I agree with Dayton. He is a good journalist. And he should be judged on his record, his reporting. But Oppegaard doesn’t do that. Instead, he tosses out a series of insinuations in the form of hypothetical questions, some which can’t be logically answered.
He asks: What about “all of the decisions a journalist makes…like what stories to pursue or not pursue, who to interview and not to interview, what questions to ask or not ask, etc.”
Fair questions. But these are questions that are inherent in journalism. They can’t be avoided. And they aren’t unique to someone in Dayton’s position. They are inherent in the fact that reporters and editors are people with their own biographies, their own set of experiences and beliefs, their perspectives and viewpoints, which all contribute to their answers to those questions.
To me, these questions don’t imply a criticism of Dayton or of those who have tasted what Oppegaard apparently considers the evil fruit of politics. Instead, they’re part of the everyday tension that journalists face and must deal with.
This debate hits a chord for me because I’ve done the same dance across the line between journalism and politics.
The difference, perhaps, is that I didn’t start as a journalist. I never set foot in a journalism class while in school, and started my career as a peace activist and educator, later gaining legislative experience as a public interest lobbyist for the nonprofit and nonpartisan organization, Common Cause. During that period, I spent considerable time with legislators, legislative staff, and with the journalists who covered politics. I tried to understand how they saw their roles, and I observed the process from their various viewpoints. It was quite an education, one that helped me later when I turned to writing.
Later, I campaigned for Neil Abercrombie, who served in the Senate while I was lobbying for Common Cause, and later served as his “senior advisor” after he was elected to the Honolulu City Council. I left Neil’s staff just before he made his first run for Congress.
It was only after all of that experience that I reinvented myself as a journalist by launching a small newsletter about Hawaii politics, focusing on the intersection of money and politics. I had learned a bit about that topic over the years, having seen it from the inside and the outside. And my unusual background made that initial foray into reporting a success, as I was often able to see and report interesting stories that went unnoticed by mainstream daily reporters.
During my relatively short tenure as a newsletter publisher, I earned accolades from the Republican Party as well as from progressive Democrats.

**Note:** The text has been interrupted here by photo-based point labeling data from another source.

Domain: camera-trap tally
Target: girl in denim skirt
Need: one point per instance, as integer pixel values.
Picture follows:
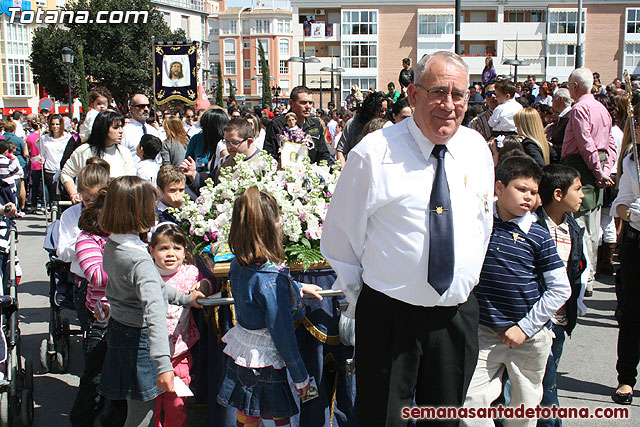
(137, 366)
(267, 301)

I was eventually offered, and accepted, a job as an investigative reporter for the late Honolulu Star-Bulletin. My unusual background, straddling that dangerous line between politics and journalism, likely gave heartburn to my editors from time to time. But it also provided an important background that helped my reporting.
And, like Dayton, I expected to be judged on my work. It think that was a fair expectation.
Yes, I personally was a Democrat. But I reported on questionable fundraising by island Democrats, and tracked the local roots of the Asian fundraising scandal that later rocked Bill Clinton’s presidency. My reporting challenged the leadership of one of the state’s largest unions, and contributed to the criminal charges that followed.
After leaving the Star-Bulletin, I’ve continued blogging about politics. For several years, I crossed back over to the political side of things as a legislative staffer, while continuing an independent daily blog. Yes, that was a challenge. And it had its awkward moments, for sure.
I continued writing for Honolulu Weekly and, more recently, Civil Beat. Should my experience on both sides of that political/journalism divide have forever barred me from being a reporter? I think not. And I’ll go further by saying that the experience in politics made me a better and more perceptive reporter.